Investor forecasts indicate the pace of OpenAI’s cash consumption would be unprecedented among publicly traded companies if it proceeds with a listing on that timeline.

The company has also missed some internal revenue targets recently, while rival Anthropic has pulled ahead among business customers, adding further pressure to the IPO calculus.

OpenAI closed a $122 billion funding round in March at an $852 billion valuation and plans to spend heavily on semiconductors and data centers through 2030.

The filing arrives just over a week after Anthropic also submitted its own confidential IPO prospectus, intensifying the race between the two leading artificial intelligence firms.

Anthropic filed at a valuation of $965 billion, meaning its disclosure will establish a valuation comparison that could constrain how OpenAI prices its own offering, according to a recent PitchBook report.

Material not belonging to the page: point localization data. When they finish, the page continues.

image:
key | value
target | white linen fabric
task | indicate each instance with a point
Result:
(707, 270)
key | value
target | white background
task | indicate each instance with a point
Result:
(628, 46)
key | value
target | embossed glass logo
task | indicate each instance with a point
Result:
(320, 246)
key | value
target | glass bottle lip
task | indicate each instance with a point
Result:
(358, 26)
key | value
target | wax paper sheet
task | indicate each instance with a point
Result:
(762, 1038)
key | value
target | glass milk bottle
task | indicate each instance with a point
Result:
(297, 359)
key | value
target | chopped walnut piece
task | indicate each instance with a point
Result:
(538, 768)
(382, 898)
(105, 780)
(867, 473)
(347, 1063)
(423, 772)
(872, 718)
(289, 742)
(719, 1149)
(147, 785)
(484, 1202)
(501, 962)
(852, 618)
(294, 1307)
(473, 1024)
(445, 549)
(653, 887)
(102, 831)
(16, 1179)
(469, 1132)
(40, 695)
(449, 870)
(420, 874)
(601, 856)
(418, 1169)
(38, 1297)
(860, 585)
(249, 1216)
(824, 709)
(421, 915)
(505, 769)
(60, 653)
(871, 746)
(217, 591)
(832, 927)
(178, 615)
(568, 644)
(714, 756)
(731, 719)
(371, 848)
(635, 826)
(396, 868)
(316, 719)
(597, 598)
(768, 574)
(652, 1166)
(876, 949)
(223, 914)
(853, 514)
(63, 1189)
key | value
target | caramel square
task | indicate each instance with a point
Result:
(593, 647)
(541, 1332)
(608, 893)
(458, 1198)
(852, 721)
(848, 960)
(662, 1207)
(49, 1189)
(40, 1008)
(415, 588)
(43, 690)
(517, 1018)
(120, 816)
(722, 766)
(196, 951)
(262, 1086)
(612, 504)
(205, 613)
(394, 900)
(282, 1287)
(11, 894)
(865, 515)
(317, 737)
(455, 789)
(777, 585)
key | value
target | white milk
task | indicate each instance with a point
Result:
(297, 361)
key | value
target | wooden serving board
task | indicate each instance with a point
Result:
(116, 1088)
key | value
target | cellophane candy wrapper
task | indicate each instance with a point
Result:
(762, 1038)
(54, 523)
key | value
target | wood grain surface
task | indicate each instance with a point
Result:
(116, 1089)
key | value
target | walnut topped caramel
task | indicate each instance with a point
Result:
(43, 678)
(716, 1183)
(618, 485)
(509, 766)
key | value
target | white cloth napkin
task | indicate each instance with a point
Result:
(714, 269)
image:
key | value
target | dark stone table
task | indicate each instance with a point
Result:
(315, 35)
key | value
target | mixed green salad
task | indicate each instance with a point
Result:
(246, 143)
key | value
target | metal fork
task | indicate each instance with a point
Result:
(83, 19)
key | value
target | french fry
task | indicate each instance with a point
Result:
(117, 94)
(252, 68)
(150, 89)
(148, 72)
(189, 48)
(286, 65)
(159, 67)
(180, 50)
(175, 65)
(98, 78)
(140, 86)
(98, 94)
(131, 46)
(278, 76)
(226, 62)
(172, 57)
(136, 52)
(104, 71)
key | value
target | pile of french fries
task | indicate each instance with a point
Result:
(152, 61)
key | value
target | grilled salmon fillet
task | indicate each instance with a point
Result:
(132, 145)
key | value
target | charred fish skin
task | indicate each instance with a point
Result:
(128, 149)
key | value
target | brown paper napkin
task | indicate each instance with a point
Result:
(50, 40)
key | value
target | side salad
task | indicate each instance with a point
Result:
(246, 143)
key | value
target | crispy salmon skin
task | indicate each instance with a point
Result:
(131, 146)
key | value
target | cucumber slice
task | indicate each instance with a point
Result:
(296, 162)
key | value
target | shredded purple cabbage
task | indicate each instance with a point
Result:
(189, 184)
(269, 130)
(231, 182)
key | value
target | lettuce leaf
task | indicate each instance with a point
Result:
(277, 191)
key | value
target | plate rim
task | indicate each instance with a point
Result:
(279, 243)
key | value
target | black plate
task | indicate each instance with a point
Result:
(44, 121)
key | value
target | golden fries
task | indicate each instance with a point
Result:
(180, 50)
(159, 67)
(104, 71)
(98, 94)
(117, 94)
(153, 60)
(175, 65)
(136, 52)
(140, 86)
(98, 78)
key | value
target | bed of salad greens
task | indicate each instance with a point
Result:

That same PitchBook report characterized OpenAI as overvalued relative to its fundamentals, a finding that could weigh on investor sentiment as the listing process advances.

Investment bankers have advised both OpenAI and Anthropic that an early mover advantage is at stake, with the first to list setting the terms for how investors categorize the broader AI sector.

SpaceX is also expected to make its public market debut at a $1.75 trillion valuation, meaning three of the most closely watched companies in tech could list within months of each other.

That concentration of high-stakes offerings would represent a level of market activity not seen since the dot-com boom, according to observers tracking the wave of anticipated listings.